A dense, opaque wine with classic Fonseca aromas and flavors: dense blackberry and blackcurrant, spice, coffee, cocoa, and prune. Thick, velvety tannins give the wine a voluptuous density on the palate. This wine will develop for decades in the bottle.
Pairs well with blue cheese and desserts made with dark chocolate or berries. It should be decanted before serving due to sediment in the bottle.
TASTING NOTES:
The wine’s fine perfumed black plum fruits give a wonderful jammy character while bringing out a fresh edge. These are balanced by the dry core of this beautiful wine with its rich, generous tannins. It will all come together from 2030 in a very fine, integrated wine. Kobrand.
– Wine Enthusiast, 98 pts
The 2017 Vintage Port, not quite bottled when originally seen, has now been in bottle for a couple of years. It is a field blend (with typical grapes like Touriga Nacional, Touriga Francesca, Tinto Cão, Tinta Roriz and Tinta Barroca) aged for approximately 20 months in used French oak. It comes in with 98 grams of residual sugar. This is a great Fonseca, distinctive, with a touch of eucalyptus and plums, but also loaded with delicious fruit. Like its Taylor’s siblings, there is also a fine backbone. I’d say it is a step behind the Taylor’s duo this year, but not by much. It will age well, to say the least. Beat after 2030.
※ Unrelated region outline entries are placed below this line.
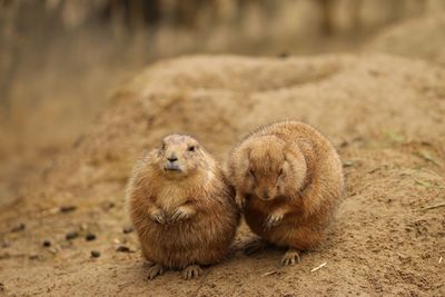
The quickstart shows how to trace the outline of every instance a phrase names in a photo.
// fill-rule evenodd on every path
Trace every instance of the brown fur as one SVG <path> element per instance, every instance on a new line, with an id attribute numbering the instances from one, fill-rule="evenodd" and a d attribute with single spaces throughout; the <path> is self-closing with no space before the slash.
<path id="1" fill-rule="evenodd" d="M 283 121 L 248 135 L 230 152 L 236 201 L 250 229 L 268 242 L 297 250 L 316 247 L 344 190 L 339 157 L 308 125 Z"/>
<path id="2" fill-rule="evenodd" d="M 165 169 L 172 156 L 180 171 Z M 166 137 L 138 161 L 128 200 L 144 256 L 156 264 L 150 278 L 165 268 L 186 268 L 185 278 L 199 275 L 199 265 L 224 259 L 239 222 L 219 165 L 188 136 Z"/>

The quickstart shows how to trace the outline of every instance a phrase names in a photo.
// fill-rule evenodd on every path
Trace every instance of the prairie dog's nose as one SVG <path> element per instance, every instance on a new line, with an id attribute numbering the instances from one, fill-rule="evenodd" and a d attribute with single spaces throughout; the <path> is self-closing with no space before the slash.
<path id="1" fill-rule="evenodd" d="M 176 158 L 176 156 L 170 156 L 167 158 L 167 160 L 169 160 L 170 162 L 175 162 L 178 160 L 178 158 Z"/>

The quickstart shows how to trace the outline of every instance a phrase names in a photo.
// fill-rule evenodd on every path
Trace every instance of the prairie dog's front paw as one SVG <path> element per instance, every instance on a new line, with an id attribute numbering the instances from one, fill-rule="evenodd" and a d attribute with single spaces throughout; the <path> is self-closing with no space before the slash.
<path id="1" fill-rule="evenodd" d="M 155 209 L 148 211 L 148 215 L 150 216 L 150 218 L 152 220 L 155 220 L 161 225 L 167 222 L 166 212 L 164 212 L 164 210 L 160 208 L 155 208 Z"/>
<path id="2" fill-rule="evenodd" d="M 195 215 L 195 210 L 187 206 L 180 206 L 170 216 L 170 222 L 178 222 L 185 219 L 189 219 Z"/>
<path id="3" fill-rule="evenodd" d="M 267 230 L 270 229 L 271 227 L 278 226 L 281 222 L 284 216 L 285 216 L 284 212 L 270 214 L 265 221 L 264 228 Z"/>
<path id="4" fill-rule="evenodd" d="M 246 206 L 246 197 L 244 195 L 240 195 L 239 192 L 237 192 L 237 195 L 235 196 L 235 202 L 237 204 L 239 209 L 243 210 Z"/>

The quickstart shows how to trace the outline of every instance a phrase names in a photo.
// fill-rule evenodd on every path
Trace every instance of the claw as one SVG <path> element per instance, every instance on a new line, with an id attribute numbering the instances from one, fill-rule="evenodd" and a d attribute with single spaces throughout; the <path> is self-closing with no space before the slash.
<path id="1" fill-rule="evenodd" d="M 189 265 L 182 270 L 182 278 L 186 280 L 197 278 L 202 275 L 202 269 L 199 265 Z"/>
<path id="2" fill-rule="evenodd" d="M 264 229 L 267 230 L 271 227 L 278 226 L 281 222 L 284 216 L 284 214 L 270 214 L 265 221 Z"/>
<path id="3" fill-rule="evenodd" d="M 154 279 L 157 276 L 164 275 L 164 266 L 156 264 L 148 269 L 148 279 Z"/>
<path id="4" fill-rule="evenodd" d="M 178 209 L 176 209 L 175 212 L 171 215 L 171 217 L 170 217 L 170 222 L 178 222 L 178 221 L 180 221 L 180 220 L 188 219 L 190 216 L 191 216 L 190 212 L 188 212 L 188 211 L 186 211 L 186 210 L 184 210 L 184 209 L 181 209 L 181 208 L 178 208 Z"/>

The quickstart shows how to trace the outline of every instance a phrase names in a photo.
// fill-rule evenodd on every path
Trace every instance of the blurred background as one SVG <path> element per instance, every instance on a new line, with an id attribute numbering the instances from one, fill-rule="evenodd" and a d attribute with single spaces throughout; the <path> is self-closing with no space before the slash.
<path id="1" fill-rule="evenodd" d="M 444 11 L 443 0 L 0 0 L 0 200 L 157 59 L 372 48 L 444 65 Z"/>

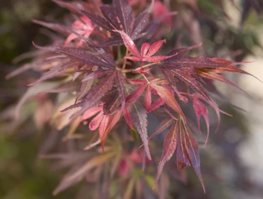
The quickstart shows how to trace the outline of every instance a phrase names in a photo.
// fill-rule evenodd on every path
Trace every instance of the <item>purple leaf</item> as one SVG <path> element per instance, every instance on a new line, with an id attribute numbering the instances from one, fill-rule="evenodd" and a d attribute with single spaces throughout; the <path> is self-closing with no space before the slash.
<path id="1" fill-rule="evenodd" d="M 78 65 L 79 62 L 72 61 L 66 61 L 66 62 L 62 62 L 56 66 L 51 68 L 49 71 L 44 73 L 43 75 L 41 76 L 41 77 L 37 81 L 29 84 L 28 86 L 32 86 L 34 84 L 43 82 L 43 81 L 52 78 L 56 75 L 65 72 L 70 68 L 75 67 Z"/>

– Robert Parker’s Wine Advocate, 98 pts
Dark and dense, with fig bread, baker’s chocolate and tar notes leading off before the core flavors of plum, black currant and blackberry paste finally start to emerge. The wild, spirited finish shows cast iron, licorice snap and roasted alder elements, delivering a decidedly chewy feel. A big, old-school, throwback Port that will age at a glacial pace. Best from 2035 through 2060
– Wine Spectator, 96 pts
Ripe and soft with loads of plummy, smoky and earthy character. Full body. Very sweet. Round and very soft textured. Flavorful finish. Drink in 2025 and onwards.
– James Suckling, 95 pts
Already beautifully integrated, this is showing great purity and poise. It’s open and in its first bloom of youth, with lovely aromatic red berry fruit and floral aromas, plus a touch of leafiness. It’s soft and fleshy initially, seemingly not as big as its stablemate Taylor’s – and not quite so deep in color – though with dark chocolate concentration and mid-palate firmness. Lovely full, ripe tannins mass in the mouth, well defined, with fresh berry fruit remerging on the broad, expansive finish.
– Decanter, 95 pts
This wine contrasts sunny black-cherry lusciousness with sous bois shadows of schist, black mushroom and conifer. Then there’s the dark-chocolate freshness that pegs it as a Vale Mendiz classic, grown in the hills above Pinhão. The arid year lent tar-black earthiness, and the oak is a little prominent right now, but neither impinges on the wine’s clear identity. My last note after three days of blind tasting: “I’d like to own that.”